With COVID-19, as with any challenge, it was easy to be enthusiastic at the beginning. For example, at the first training session of a season for a sports team, large numbers turn out, and people generally turn up on time, as there is considerable enthusiasm for what lies ahead. Similarly, on the week of a championship game, it is easy to remain motivated and engaged.

What is far harder to be energized about is a middle of the season training session, which could very easily be skipped, and no one would notice. It is in this time, the so-called middle hour, when no one is watching, that the bulk of resilience is formed, as small victories are won, and the skills are developed that are required for long term success.

The challenge for health care workers, and indeed for all of us this past year has been that during the pandemic, we do not know when the middle hour is, because we do not know when this circumstance ends. It is a challenge being resilient when there is no known finish line.

It is in this setting that the relationship between purpose and resilience becomes of the utmost importance. Finding purpose is hard. Perhaps surprisingly, even within health care, finding purpose during the pandemic has had its challenges. For those in the emergency departments and in the intensive care units, their clinical roles have largely been well defined, appropriately celebrated, but exhausting. The demands on these providers have been considerate, and in some cases too much. For others, such as those performing elective surgery, for a time their role was to do nothing. Finding purpose in either of these circumstances can be difficult.
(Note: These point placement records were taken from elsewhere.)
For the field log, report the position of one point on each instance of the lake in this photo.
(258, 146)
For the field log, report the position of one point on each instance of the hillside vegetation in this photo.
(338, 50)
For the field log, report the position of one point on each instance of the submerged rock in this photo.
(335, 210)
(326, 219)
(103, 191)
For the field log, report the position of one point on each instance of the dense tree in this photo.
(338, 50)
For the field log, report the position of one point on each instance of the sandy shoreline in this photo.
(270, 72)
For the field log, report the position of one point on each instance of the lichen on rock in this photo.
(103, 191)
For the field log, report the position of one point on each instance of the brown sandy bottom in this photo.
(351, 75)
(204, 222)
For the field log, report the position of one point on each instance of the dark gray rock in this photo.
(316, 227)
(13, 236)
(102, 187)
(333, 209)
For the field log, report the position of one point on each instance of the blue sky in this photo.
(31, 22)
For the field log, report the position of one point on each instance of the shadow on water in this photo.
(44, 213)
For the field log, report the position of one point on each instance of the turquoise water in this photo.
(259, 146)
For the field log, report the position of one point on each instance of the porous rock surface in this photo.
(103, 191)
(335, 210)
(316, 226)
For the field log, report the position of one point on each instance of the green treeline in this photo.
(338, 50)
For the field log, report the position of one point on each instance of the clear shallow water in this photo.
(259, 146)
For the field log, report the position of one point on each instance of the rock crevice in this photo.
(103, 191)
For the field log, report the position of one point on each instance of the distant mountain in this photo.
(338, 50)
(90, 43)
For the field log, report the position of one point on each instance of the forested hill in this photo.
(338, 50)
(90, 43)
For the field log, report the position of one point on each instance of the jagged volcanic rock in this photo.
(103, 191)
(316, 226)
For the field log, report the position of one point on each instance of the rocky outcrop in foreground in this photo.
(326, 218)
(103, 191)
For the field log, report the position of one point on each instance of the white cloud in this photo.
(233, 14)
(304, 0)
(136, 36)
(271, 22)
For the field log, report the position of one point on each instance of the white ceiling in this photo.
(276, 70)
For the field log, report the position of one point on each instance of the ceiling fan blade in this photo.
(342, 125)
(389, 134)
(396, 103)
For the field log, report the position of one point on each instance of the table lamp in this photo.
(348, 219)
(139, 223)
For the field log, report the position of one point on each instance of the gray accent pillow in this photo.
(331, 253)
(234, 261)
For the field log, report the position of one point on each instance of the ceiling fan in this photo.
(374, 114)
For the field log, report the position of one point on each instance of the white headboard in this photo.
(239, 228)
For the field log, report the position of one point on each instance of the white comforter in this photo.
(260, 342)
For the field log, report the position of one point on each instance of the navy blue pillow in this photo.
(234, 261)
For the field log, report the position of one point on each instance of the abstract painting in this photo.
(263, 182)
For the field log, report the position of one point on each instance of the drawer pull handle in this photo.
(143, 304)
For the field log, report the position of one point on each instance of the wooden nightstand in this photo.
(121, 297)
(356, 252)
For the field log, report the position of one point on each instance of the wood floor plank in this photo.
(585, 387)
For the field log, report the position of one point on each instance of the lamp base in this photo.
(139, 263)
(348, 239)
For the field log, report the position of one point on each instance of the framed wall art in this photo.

As the pandemic has gone on, the skills required to develop and retain resilience have evolved. Just like everyone else, health care workers have had to cultivate an attitude of survivorship, recognizing that we are not the same people that we were when this all started. The prior experiences, the lockdowns, the shifting patient interactions to always require personal protective equipment clinics have changed us and changed our skill sets. We have evolved and are more empowered to face the adversity with which we are confronted, but it has required a major shift in how we provide care. There is a need for all of us to talk about what we are going through and stay connected. With home and work life being experienced online, and minimizing interactions, it can be challenging to get personal time with friends and co-workers to have a joke or air grievances together. The sharing of laughter and sorrow is therapeutic and finding healthy ways to do this together, will be a priority for health care workers and beyond this coming year.

We also need to promote and practice self-compassion. For some, this is done through meditation and exercise. For others it is found in watching “The Queen’s Gambit.” As long as it is healthy, the manner in which we recuperate should not be prescribed. All that matters is that we do it. The key to resilience is recovery and the key to recovery is time. People need to feel empowered and have ownership over how they spend their time recovering and preparing for another day of serial small tests.

According to German philosopher Immanuel Kant there are three things that people need to happiness: something to do, someone to love, something to hope for. The vaccines against COVID-19 have given us something to hope for.

There will hurdles to overcome as they are introduced on a wide scale. But the challenges we have experienced throughout this past year, hopefully will have provided us with the ordinary resilience necessary to find purpose and happiness in these extraordinary times.

John J. Ryan, M.D.

John J. Ryan, M.D., is an associate professor in the Department of Medicine, and director of the Pulmonary Hypertension Comprehensive Care Center, at the University of Utah.